The theory is sound and this "should" work but I look to all the sellers of various widgets to help me out :)
The main reason for this is that if we can show that a ticket price stays the same but a localised price decrease due to exchange rate changes increases sales then a campaign to those countries that don't use the USD should increase sales further.
Again the theory is good but what about in practice?
Thanks
Jason
I am in a predicament - what do you do if you have a 2CO account with say $1000 in it? If you release it now the conversion rate destroys your profit margin, but if you wait you get no money.
Anyone else in the same boat?
Take the cash if you need it, else wait......and pray it doesnt go further against you.
If the pound went against the dollar it mean that I could drop my prices.. Oh wheres that witch doctor..
This is a continuing long-term problem that needs to be guarded against. I think that I will produce a couple of sites targeted to my native currency, Sterling, so that if the Dollar slides again it won't be as much of a problem.
Has anybody thought about a long term strategy - how do you intend to spread your loss due to a fluctuating currency market?
1) Australia
2) Canada
3) UK
4) All other
Really has only effected English speaking countries as our web site is only in English.

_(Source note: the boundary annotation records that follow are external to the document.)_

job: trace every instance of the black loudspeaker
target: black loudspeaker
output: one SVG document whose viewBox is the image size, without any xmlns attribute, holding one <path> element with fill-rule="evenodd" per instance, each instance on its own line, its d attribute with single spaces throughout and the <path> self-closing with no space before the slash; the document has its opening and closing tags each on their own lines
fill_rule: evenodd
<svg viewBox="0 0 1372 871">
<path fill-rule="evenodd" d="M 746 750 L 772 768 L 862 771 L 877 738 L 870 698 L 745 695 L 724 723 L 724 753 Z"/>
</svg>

BTW we raised prices and it has had no effect..
The ones making the bucks should be American Exporters as it is now cheaper for the rest of the world to buy. I also would say the informed customer has a handy currency conversion website at their disposal to figure out the price in their currency before they buy and take it into account.
If the theory that behind the scenes the US Gov. is pushing the US dollar down to help rebalance the American Trade Deficit and spark the economy you might be in for a long wait until the US dollar rebounds.
mktman
They've been predicting the decline of the overvalued dollar and recovery of the undervalued euro for some time; it was exceeding historical averages in the Clinton administration. The US trade deficit remains totally unsustainable; to sustain the value of the dollar with such an outflow of capital requires a high national savings rate or a massive inflow of foreign investment. Well, the national savings rate is pitiful, and consumer and corporate debt (not to mention state and federal debts) get deeper by te minute.

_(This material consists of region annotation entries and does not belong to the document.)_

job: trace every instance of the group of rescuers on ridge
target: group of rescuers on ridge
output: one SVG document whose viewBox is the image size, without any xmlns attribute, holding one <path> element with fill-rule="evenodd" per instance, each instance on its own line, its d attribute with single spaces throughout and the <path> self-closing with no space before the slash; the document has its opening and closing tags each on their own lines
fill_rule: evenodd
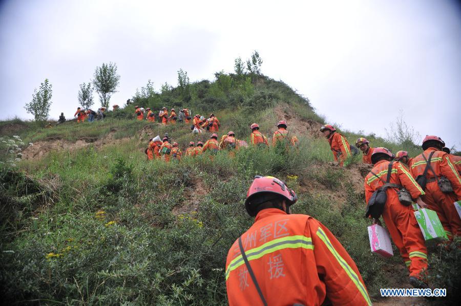
<svg viewBox="0 0 461 306">
<path fill-rule="evenodd" d="M 137 119 L 143 120 L 138 108 L 136 107 Z M 152 116 L 150 110 L 146 110 L 149 119 Z M 163 107 L 159 114 L 162 123 L 176 123 L 176 118 L 172 120 L 176 117 L 174 110 L 170 116 L 166 111 Z M 239 141 L 232 132 L 218 141 L 216 133 L 220 124 L 213 114 L 204 120 L 198 115 L 191 118 L 187 109 L 180 112 L 186 123 L 192 119 L 193 127 L 206 127 L 213 133 L 204 145 L 198 142 L 196 146 L 191 142 L 185 156 L 207 150 L 212 157 L 219 150 L 228 150 L 232 156 L 232 151 L 238 148 Z M 286 122 L 280 121 L 277 126 L 273 145 L 284 141 L 285 145 L 296 147 L 298 138 L 288 133 Z M 252 124 L 250 129 L 251 144 L 269 145 L 257 124 Z M 382 207 L 367 206 L 366 216 L 373 217 L 373 224 L 381 224 L 382 215 L 408 269 L 409 282 L 416 288 L 429 288 L 427 250 L 411 204 L 414 202 L 436 212 L 449 238 L 445 243 L 461 235 L 461 220 L 453 204 L 461 200 L 461 157 L 450 155 L 445 142 L 435 136 L 427 136 L 422 145 L 424 152 L 411 158 L 405 151 L 394 156 L 386 148 L 372 147 L 364 138 L 357 139 L 355 147 L 350 146 L 330 124 L 322 126 L 320 132 L 328 139 L 339 165 L 357 154 L 356 147 L 363 152 L 363 162 L 372 164 L 365 178 L 366 202 L 369 204 L 379 189 L 385 191 L 387 200 Z M 178 144 L 170 143 L 167 134 L 161 141 L 158 137 L 151 139 L 146 149 L 149 159 L 163 156 L 165 161 L 180 160 Z M 422 177 L 426 178 L 422 186 L 418 183 L 423 181 Z M 406 193 L 408 200 L 401 199 L 400 193 Z M 225 279 L 229 304 L 320 305 L 328 301 L 333 305 L 371 304 L 357 266 L 331 232 L 310 216 L 291 214 L 290 207 L 297 200 L 295 191 L 280 180 L 255 177 L 245 202 L 255 223 L 234 242 L 227 254 Z"/>
</svg>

Foreign investors, meanwhile, have been able to get better returns on their money at home instead of in the US (1% interest rates don't do much for anyone in any country, but especially when it's in a declining currency). Property, for instance, is super-hot in Britain, Spain, Australia, and a few other places. The Y2K bubble is no longer around to suck in... er, I mean attract investment like it did five years ago.
On top of that we have the environmental complication that China and Japan are reluctant to allow the renminbi (yuan) and yen to appreciate, the former because it would shatter the country's banking system and the latter because it would hurt export manufacturers who are one of the few bright spots after a decade of post-bubble recession. Squeezing the balloon on that end accentuates the rise in the euro and sterling against the dollar even more.
The Bush Treasury probably wants a lower dollar, but they don't need to push. The last thing they need is a crash; two fifths of the public debt (according to the Economist) is held by foreign investors, interest rates would rise fearfully, and the stock and bond markets would probably crash as well, all with dire effects. Like the overinflated stock market, the dollar needs a "correction," and hopefully this will rebalance the world economy a little bit. Fewer Argentinas, right?